ยป Keras API reference / KerasTuner / Tuners / BayesianOptimization Tuner

BayesianOptimization Tuner

BayesianOptimization class

keras_tuner.BayesianOptimization(
    hypermodel,
    objective,
    max_trials,
    num_initial_points=2,
    alpha=0.0001,
    beta=2.6,
    seed=None,
    hyperparameters=None,
    tune_new_entries=True,
    allow_new_entries=True,
    **kwargs
)

BayesianOptimization tuning with Gaussian process.

Arguments

  • hypermodel: A HyperModel instance (or callable that takes hyperparameters and returns a Model instance).
  • objective: A string or keras_tuner.Objective instance. If a string, the direction of the optimization (min or max) will be inferred.
  • max_trials: Integer, the total number of trials (model configurations) to test at most. Note that the oracle may interrupt the search before max_trial models have been tested if the search space has been exhausted.
  • num_initial_points: Optional number of randomly generated samples as initial training data for Bayesian optimization.
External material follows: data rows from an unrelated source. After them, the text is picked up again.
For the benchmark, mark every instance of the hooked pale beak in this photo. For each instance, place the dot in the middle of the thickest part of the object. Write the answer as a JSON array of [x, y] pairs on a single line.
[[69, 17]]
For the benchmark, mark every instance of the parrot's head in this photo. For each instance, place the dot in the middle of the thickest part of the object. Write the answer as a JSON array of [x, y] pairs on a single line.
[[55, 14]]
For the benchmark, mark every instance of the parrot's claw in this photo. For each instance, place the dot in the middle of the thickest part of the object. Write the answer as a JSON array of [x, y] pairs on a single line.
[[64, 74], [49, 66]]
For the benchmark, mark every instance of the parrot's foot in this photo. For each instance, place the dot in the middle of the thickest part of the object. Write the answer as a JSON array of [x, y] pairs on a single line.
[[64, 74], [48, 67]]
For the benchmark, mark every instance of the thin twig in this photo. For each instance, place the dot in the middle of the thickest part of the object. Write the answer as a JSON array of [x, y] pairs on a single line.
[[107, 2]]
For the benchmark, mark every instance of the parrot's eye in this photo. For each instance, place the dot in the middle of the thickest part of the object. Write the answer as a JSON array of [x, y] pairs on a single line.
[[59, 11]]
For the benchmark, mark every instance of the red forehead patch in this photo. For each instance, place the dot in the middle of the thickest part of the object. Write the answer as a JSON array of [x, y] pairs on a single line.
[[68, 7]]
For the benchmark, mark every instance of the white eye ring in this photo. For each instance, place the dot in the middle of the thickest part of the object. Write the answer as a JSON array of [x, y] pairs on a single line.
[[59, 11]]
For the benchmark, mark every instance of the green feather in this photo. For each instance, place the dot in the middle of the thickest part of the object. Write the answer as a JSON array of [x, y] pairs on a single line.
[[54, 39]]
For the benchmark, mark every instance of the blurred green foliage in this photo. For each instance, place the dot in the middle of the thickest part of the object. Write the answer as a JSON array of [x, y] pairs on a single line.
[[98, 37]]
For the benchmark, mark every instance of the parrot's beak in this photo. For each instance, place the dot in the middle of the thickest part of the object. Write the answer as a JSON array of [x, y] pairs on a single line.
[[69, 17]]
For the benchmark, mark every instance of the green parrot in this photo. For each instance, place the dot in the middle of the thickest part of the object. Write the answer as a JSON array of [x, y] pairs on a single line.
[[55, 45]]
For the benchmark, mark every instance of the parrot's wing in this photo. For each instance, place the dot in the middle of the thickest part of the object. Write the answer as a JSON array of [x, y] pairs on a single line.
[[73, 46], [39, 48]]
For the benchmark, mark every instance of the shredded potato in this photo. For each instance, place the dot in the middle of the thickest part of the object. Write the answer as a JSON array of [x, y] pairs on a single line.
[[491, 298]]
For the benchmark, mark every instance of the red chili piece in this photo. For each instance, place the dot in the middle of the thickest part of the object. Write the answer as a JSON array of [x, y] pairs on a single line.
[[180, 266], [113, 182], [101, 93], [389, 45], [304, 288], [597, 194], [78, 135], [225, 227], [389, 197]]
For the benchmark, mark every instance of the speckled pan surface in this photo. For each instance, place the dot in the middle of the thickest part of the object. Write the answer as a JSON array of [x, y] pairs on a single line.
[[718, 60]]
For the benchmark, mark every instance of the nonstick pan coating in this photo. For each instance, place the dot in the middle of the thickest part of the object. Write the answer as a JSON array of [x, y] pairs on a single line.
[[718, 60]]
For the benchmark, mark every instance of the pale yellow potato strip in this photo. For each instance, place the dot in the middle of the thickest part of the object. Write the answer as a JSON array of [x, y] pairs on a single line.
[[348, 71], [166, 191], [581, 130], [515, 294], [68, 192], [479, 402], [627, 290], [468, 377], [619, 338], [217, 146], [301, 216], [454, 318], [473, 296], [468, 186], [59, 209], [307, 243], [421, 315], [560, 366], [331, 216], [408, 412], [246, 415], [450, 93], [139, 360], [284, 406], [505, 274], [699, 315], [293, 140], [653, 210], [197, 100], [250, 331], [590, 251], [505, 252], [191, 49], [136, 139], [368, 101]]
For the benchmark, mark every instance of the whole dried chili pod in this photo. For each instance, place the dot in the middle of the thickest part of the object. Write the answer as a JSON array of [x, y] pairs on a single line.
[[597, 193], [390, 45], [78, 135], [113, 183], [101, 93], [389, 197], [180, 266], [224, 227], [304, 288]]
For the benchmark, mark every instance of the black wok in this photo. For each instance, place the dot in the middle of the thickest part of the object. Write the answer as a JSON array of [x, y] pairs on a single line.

If left unspecified, a value of 3 times the dimensionality of the hyperparameter space is used.
  • alpha: Float, the value added to the diagonal of the kernel matrix during fitting. It represents the expected amount of noise in the observed performances in Bayesian optimization. Defaults to 1e-4.
  • beta: Float, the balancing factor of exploration and exploitation. The larger it is, the more explorative it is. Defaults to 2.6.
  • seed: Optional integer, the random seed.
  • hyperparameters: Optional HyperParameters instance. Can be used to override (or register in advance) hyperparameters in the search space.
  • tune_new_entries: Boolean, whether hyperparameter entries that are requested by the hypermodel but that were not specified in hyperparameters should be added to the search space, or not. If not, then the default value for these parameters will be used. Defaults to True.
  • allow_new_entries: Boolean, whether the hypermodel is allowed to request hyperparameter entries not listed in hyperparameters. Defaults to True.
  • **kwargs: Keyword arguments relevant to all Tuner subclasses. Please see the docstring for Tuner.